LONDON - Lyrics to "Give Peace a Chance" handwritten in black marker by John Lennon have fetched over $800,000 at auction for a Montreal-raised TV writer.

Christie's said Gail Renard sold the item Thursday at its rock and pop memorabilia sale for 421,250 pounds -- about C$840,000.

That's about $200,000 over what it was expected to fetch.

Renard received the prized memento from the Beatles singer during the "bed-in for peace" held by Lennon and Yoko Ono at Montreal's Queen Elizabeth Hotel in 1969.

Just 16 at the time of the "bed-in" -- which attracted an array of eclectic personalities -- Renard has said she was able to get into Lennon's suite with her schoolmate by sneaking in through back staircases and a fire escape, and by outsmarting a security guard.

Renard has said a pyjamas-clad Lennon gave her the lyrics himself.

"He was always insistent that these things would be worth something one day," she said earlier this year.

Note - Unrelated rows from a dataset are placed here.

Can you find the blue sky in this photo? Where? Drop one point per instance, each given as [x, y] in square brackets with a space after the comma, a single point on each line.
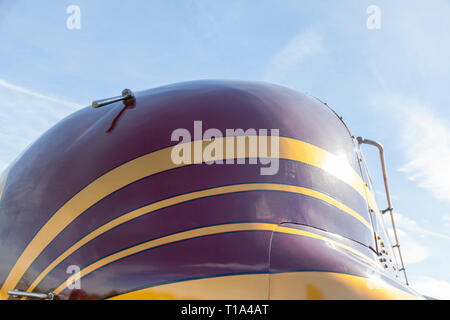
[390, 84]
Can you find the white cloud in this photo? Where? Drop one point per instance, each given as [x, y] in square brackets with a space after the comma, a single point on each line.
[409, 224]
[10, 86]
[412, 250]
[290, 57]
[425, 140]
[24, 116]
[431, 287]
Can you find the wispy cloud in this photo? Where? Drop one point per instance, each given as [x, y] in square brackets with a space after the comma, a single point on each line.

She kept the item framed on her wall and later in a vault but recently decided to sell it so it "could be enjoyed."

The "bed-in" was the second held by Lennon and Ono (the first was in Amsterdam) as a way to draw attention to the war in Vietnam, when the Beatles were on the verge of breaking up.

Visitors to the Montreal event included comedian Tommy Smothers, drug guru Timothy Leary and a group of Hare Krishnas, all of whom can be heard chanting on "Give Peace a Chance."

Renard remained friends with Lennon for years after that fateful week in suite 1742, meeting up with him in Toronto and calling him on his "magic" phone number.

"Wherever he was in the world, if you needed something, if you rang that number they would get in touch (with him), and it worked," she said earlier this year.

Lennon even helped jumpstart her journalism career by calling the Beatles Monthly magazine in Britain and insisting they publish Renard's article on the bed-in.